Patient discussion about bipolar psychosis.

Q. Hi, everybody. I was wondering how long you've been diagnosed with bipolar and if you had psychotic symptoms? I've been diagnosed for coming on a year this December. how did you handle the news, how do you feel about medication and how do you feel about finding a partner, or how has your partner handled the news? I was totally shocked, stigmatized and ashamed. I thought I did something wrong and God could just heal me. I was in denial. And I flushed my medication down the toilet but I went right back to the hospital. Never want to go there again. I've come to accept it as my thorn in my side and to see the positive aspects of it: more down to earth, better able to relate, more trusting in God, and better able to minister. What do you feel is positive about your illness?

A. Hello Amylove54, I was diagnosed with bipolar disorder about 5 years ago. I Remember the feelings you are talking about as if it was yesterday.. naturally, I was shocked, there is no reason for people to believe they have manic depression the first time they hear about it.. it is so far feached! and so, I was in complete and utter denial.
for about a year, if not longer, I ignored what I was told.
What changed my disbelief was a Major manic attack, witch basically made me do Unthinkable things, that really hurt the feelings of my family and friends, and you can say I lost my job because of my disfuntion at the tiime.thats when I started to think, maybe I do have something.. but stil I wasn't at a state of mind of hlping myself, and so, it did'nt really matter that I had a good therapist, nor that my family and friends really wanted to help/ I was in a battle against the desease, which made it impossible to get better.
It took another year, in which I desided I can beat the desease..

Q. What is paranoia? Is it different from other psychosis disorders? A friend of mine was diagnosed with schizophrenia. I read about it on the internet and I am not sure about the idea of paranoia. Is it a kind of psychosis or it a different symptom by its on? Can someone give an example of paranoid thinking VS normal thinking?

A. Psychosis is a situation when one's thinking process is twisted. There are several ways to twist the thinking progress.
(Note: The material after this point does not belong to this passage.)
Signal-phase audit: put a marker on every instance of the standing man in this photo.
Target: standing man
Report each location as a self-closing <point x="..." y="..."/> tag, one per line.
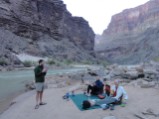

You can think that you know all (delusion's of grandiosity) you can hear voices that aren't for real, or you can think some one is chasing you no matter where you go (this is paranoia).
To rap thing up - psychosis is twisted thinking
Paranoia a specific twist.

Q. Am i going to get schizophrenia and what are the signs towards it? My mother is 50 years old and i knew she was bi polar and tonight i found out she has schizophrenia too from a nurse at the hospital she was sent to for going crazy out of no where tonight. I am very different from her and i am 17 years old. My dad side of the family has no disorders. How likely am i to develop schizophrenia? What are the first symptoms? Can i see signs now? and any other info.

A. Sweetheart you would not recognize a sign if it run over you. as the sickness encroaches upon your mind it also removes rational thought. you will say to your self I am not crazy there is nothing wrong with me. all the crazy Sob's around me are nuts I an not. And Honey you will believe your self. self diagnosis is a very dangerous path you are wanting to take.
Just be aware and talk to a certified psychiatrist – he’ll tell you any thing you want to know.